How to build the Greedy Algorithm ?
we have $a_1,a_2,…,a_n$ in set S.
Every element should belongs to either A or B but not both. So, our solution will have $’n’$ steps where in each step, we’ll place one element into either A or B.
Given that, at step i, $a_i$ chosen,
that means, on step 1, $a_1$ will be placed to either A or B, on step 2, $a_2$ will be placed to either A or B etc
Algorithm like :
put $a_1$ into A
for i=2 to n
add $a_i$ in A if Adding it in A makes |(Sum of elements of A + $a_i$) – Sum of elements of B| smaller than |Sum of elements of A – ( Sum of elements of B + $a_i$ )|, else add it in B.

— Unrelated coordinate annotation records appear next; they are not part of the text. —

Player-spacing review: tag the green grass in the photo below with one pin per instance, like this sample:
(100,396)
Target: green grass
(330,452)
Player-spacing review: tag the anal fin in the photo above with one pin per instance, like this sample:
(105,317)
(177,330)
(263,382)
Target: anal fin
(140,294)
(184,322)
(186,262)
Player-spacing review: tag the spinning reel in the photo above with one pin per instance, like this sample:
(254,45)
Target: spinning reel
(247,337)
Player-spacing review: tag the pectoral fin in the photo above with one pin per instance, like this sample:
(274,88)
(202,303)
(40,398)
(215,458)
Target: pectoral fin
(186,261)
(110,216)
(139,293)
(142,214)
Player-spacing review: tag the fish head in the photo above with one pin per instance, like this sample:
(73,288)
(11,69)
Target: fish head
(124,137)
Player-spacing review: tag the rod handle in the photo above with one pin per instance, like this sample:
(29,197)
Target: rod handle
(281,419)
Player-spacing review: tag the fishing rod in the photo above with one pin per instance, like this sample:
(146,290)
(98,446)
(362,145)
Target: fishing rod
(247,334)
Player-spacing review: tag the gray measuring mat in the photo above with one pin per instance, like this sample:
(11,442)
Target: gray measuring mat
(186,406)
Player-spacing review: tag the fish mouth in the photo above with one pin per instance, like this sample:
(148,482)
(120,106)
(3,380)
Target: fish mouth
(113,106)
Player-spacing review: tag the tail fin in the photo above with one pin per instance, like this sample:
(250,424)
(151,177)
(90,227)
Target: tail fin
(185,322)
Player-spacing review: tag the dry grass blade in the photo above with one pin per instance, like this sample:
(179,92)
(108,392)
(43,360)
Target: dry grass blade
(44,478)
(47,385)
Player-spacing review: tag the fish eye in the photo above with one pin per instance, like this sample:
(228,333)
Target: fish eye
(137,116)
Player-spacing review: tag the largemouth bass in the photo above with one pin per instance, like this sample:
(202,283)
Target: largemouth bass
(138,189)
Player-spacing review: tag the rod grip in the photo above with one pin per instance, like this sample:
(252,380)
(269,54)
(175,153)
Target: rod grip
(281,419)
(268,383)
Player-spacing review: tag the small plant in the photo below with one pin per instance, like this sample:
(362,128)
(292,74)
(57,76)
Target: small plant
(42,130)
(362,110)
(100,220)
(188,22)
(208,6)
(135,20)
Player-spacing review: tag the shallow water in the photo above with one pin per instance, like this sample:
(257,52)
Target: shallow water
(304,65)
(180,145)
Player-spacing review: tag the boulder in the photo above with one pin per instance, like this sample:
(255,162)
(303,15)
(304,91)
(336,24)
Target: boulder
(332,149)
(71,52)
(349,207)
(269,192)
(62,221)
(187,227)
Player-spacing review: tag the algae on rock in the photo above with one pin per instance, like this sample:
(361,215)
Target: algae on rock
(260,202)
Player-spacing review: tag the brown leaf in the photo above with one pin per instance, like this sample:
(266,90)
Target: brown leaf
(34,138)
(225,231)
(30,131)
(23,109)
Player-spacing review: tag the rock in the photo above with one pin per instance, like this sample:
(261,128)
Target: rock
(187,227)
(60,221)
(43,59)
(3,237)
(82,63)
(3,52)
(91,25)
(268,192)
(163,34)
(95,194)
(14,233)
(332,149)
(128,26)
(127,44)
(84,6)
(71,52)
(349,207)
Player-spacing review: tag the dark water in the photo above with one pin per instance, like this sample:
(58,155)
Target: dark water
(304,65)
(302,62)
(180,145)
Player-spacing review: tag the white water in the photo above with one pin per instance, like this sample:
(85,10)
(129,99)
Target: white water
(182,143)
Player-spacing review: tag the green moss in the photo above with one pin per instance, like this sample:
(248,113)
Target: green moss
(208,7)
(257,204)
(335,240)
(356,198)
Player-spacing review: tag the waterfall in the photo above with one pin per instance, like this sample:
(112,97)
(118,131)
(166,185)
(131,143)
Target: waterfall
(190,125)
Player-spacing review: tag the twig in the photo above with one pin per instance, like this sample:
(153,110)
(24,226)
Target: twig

- let S = {18, 10,10,5, 2}, Our greedy algorithm work like :
step 1 : add $a_1=18$ into A. ==> A={18}, B= ∅ :: sum difference = 18
step 2 : add $a_2=10$ into B. ==> A={18}, B={10} :: sum difference = 8
step 3 : add $a_3=10$ into B. ==> A={18}, B={10,10} :: sum difference = 2
step 4 : add $a_4=5$ into B. ==> A={18,5}, B={10,10} :: sum difference = 3
step 5 : add $a_5=2$ into B. ==> A={18,5}, B={10,10,2} :: sum difference = 1
- let S = {30, 10,10,5, 2} Our greedy algorithm work like :
step 1 : add $a_1=30$ into A. ==> A={30}, B= ∅ :: sum difference = 30
step 2 : add $a_2=10$ into B. ==> A={30}, B={10} :: sum difference = 20
step 3 : add $a_3=10$ into B. ==> A={30}, B={10,10} :: sum difference = 10
step 4 : add $a_4=5$ into B. ==> A={30}, B={10,10,5} :: sum difference = 5
step 5 : add $a_5=2$ into B. ==> A={30}, B={10,10,5,2} :: sum difference = 3
But if you observe this, first element goes to A then second element should be goes to B
what if i encounter a sequence where $a_1+a_2$ equal to rest of the elements ? then surely our greedy algorithm fails
- let S = {15, 15,10,10, 10}, Our greedy algorithm work like :
step 1 : add $a_1=15$ into A. ==> A={15}, B= ∅ :: sum difference = 15
step 2 : add $a_2=15$ into B. ==> A={15}, B={15} :: sum difference = 0
step 3 : add $a_3=10$ into B. ==> A={15,10}, B={15} :: sum difference = 10
step 4 : add $a_4=10$ into B. ==> A={15,10}, B={15,10} :: sum difference = 0
step 5 : add $a_5=10$ into B. ==> A={15,10,10}, B={15,10} :: sum difference = 10
But we have A={15,15}, B={10,10,10} which is optimal.